# Penslar "I think"  Any info



## OldDigger (Jan 12, 2010)

Can you tell me about this bottle?  I think it says Penslar. There also is an I and 10 on the bottom


----------



## blobbottlebob (Jan 12, 2010)

Scroll down on this thread.

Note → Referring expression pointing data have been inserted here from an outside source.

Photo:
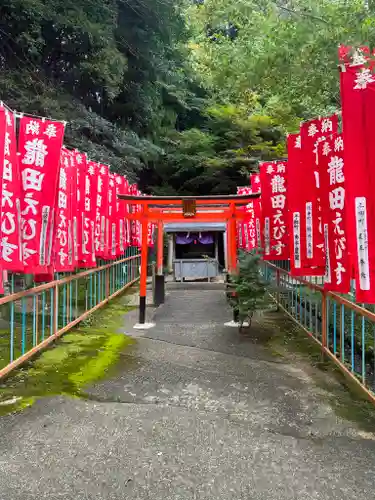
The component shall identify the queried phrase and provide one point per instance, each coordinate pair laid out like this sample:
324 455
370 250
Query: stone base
235 324
143 326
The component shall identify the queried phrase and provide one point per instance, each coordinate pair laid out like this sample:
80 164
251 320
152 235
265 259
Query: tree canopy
183 96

I don' think that the bottle is very rare or valuable but it is kind of cool.
https://www.antique-bottles.net/forum/m-40252/mpage-1/key-penslar/tm.htm#40363


----------



## OldDigger (Jan 13, 2010)

Hey thanks!  And fun to look at other interesting bottles!


----------



## glass man (Jan 13, 2010)

PENSLAR WAS SOME KIND OF SOMETHING FOR THE HAIR. THE CLEAR ONES ARE REAL COMMOM,BUT I ONCE DUG A PRETTY GREEN ONE. STILL NOT WORTH A LOT,BUT FAR LESS COMMON THEN THE CLEAR ONES. JAMIE


----------



## OldDigger (Jan 13, 2010)

Thanks for the info


----------



## bottlechaser62 (Jan 14, 2010)

Here's my Penslar.............its machine made but it turned a nice shade of purple so you may want to stick yours in the window.   Pictured next to it is another hair bottle.............BIM "Mahdeen for the hair and scalp"......kind of a cool shape.


----------



## glass man (Jan 14, 2010)

MANY ARE OR MOST ARE MACHINE MADE. I LUCKED OUT WHERE THE CITY HAD CUT INTO A HILLSIDE WHERE THERE WAS A OLD HOME DUMP,CAUSE THEY WERE MAKING ROOM FOR A SIDE WALK,I FOUND THE GREEN BIMAL PENSLAR. FOUND A 1911 PENNY. FOUND PART OF A WARNERS SAFE AND OTHER PARTS OF BOTTLES.  FOUND MACHINE MADE BOTTLES AS THIS DUMP  WAS OBVIOUSLY   USED FOR AWHILE. JAMIE


----------